No décimo aniversário de Batman vs. Superman: A Origem da Justiça, Zack Snyder voltou a falar abertamente sobre um dos filmes mais debatidos da história recente do gênero. Em entrevista ao podcast Happy Sad Confused, o diretor refletiu sobre a recepção polarizada da obra, suas escolhas criativas e, principalmente, sobre a conexão pessoal que mantém com o filme até hoje.
Mais do que um projeto de estúdio, Snyder deixa claro que Batman vs. Superman é uma extensão de sua visão artística. Ele não fala do longa como algo distante ou superado pelo tempo, mas como uma obra viva, que continua sendo reinterpretada, defendida e criticada com a mesma intensidade de 2016. Para o diretor, essa reação extrema nunca foi um acidente.
Desde o lançamento, o filme dividiu público e crítica. Enquanto parte da imprensa rejeitou o tom sombrio e a abordagem mitológica, outra parcela do público abraçou a proposta e transformou o longa em um fenômeno cultural duradouro. Financeiramente, o sucesso foi inegável. Artisticamente, o debate permanece aberto, e Snyder parece confortável com isso.

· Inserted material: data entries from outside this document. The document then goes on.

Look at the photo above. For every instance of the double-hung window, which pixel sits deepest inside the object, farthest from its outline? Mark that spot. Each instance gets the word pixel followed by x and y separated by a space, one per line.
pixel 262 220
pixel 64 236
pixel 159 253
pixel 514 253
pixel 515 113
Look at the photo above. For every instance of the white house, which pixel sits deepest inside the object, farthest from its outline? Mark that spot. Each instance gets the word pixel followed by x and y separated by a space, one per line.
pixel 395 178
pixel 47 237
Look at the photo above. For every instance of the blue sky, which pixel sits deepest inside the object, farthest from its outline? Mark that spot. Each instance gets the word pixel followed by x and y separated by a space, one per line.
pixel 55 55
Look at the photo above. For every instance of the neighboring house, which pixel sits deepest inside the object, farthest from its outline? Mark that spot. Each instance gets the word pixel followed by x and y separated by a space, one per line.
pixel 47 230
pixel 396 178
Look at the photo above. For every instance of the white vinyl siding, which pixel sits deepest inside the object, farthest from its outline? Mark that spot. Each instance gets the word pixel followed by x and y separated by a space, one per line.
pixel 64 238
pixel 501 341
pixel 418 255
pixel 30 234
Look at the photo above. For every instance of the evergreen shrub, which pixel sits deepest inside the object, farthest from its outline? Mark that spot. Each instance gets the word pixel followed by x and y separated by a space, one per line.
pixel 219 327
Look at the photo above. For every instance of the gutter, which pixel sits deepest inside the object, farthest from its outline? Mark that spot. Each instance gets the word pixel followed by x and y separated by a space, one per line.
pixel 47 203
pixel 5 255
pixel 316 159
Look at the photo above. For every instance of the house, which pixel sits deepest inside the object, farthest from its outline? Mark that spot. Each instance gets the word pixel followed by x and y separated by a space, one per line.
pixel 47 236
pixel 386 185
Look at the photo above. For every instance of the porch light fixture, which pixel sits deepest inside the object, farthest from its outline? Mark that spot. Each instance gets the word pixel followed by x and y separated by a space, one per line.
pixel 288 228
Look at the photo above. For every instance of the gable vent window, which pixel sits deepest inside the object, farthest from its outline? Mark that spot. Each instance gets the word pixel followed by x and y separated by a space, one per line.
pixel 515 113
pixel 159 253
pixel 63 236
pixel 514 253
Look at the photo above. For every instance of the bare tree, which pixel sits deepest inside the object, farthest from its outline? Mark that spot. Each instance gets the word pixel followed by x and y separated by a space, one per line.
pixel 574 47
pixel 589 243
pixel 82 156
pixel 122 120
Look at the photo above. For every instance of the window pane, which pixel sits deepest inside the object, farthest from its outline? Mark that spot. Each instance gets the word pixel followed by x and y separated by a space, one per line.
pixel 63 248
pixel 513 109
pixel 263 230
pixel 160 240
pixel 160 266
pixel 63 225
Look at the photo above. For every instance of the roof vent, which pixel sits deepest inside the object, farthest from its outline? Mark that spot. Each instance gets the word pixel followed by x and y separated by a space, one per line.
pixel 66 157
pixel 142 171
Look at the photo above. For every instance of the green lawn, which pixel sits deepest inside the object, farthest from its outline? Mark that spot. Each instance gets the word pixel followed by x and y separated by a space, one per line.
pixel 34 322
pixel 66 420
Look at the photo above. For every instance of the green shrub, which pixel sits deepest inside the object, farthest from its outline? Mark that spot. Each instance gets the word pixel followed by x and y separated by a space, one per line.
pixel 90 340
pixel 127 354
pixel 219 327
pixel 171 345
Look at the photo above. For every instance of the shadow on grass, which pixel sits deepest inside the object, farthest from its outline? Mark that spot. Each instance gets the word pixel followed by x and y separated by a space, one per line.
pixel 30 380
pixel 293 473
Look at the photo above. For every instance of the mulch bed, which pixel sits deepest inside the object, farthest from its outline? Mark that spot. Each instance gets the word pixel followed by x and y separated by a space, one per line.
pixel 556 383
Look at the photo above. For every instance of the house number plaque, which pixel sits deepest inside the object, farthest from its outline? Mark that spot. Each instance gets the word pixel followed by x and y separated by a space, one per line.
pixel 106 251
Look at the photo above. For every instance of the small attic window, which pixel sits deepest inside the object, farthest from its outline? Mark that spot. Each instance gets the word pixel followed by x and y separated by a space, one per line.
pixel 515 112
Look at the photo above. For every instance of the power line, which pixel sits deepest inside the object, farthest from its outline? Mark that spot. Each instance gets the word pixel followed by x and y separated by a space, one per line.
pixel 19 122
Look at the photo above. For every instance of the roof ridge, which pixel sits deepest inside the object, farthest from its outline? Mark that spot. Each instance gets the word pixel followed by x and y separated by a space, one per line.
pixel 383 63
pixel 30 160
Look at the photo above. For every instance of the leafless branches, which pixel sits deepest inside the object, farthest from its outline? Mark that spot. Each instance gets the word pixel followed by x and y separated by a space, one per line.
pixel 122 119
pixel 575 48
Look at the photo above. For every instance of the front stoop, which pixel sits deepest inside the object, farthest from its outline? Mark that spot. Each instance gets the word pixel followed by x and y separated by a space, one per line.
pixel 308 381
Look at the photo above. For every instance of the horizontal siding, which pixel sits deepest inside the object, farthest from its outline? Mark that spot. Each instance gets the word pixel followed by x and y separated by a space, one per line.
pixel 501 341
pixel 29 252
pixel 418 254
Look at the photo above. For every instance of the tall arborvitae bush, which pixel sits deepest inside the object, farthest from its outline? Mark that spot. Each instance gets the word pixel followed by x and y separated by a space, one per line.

Quadrinhos, mitologia e a desconstrução dos heróis
Durante a entrevista, Snyder reforçou algo que sempre esteve presente em sua filmografia: sua leitura dos super-heróis como figuras mitológicas modernas. Inspirado diretamente por obras como The Dark Knight Returns, o diretor enxerga personagens como Batman
Essa abordagem ajuda a entender por que Batman vs. Superman incomodou tanta gente. O filme não glorifica seus heróis o tempo todo. Pelo contrário, ele os expõe, questiona suas motivações e revela suas fragilidades emocionais. Bruce Wayne é apresentado como um homem quebrado, incapaz de existir plenamente sem o manto do Batman. Superman, por sua vez, carrega o peso de expectativas impossíveis, sendo tratado como um deus que nunca pode falhar.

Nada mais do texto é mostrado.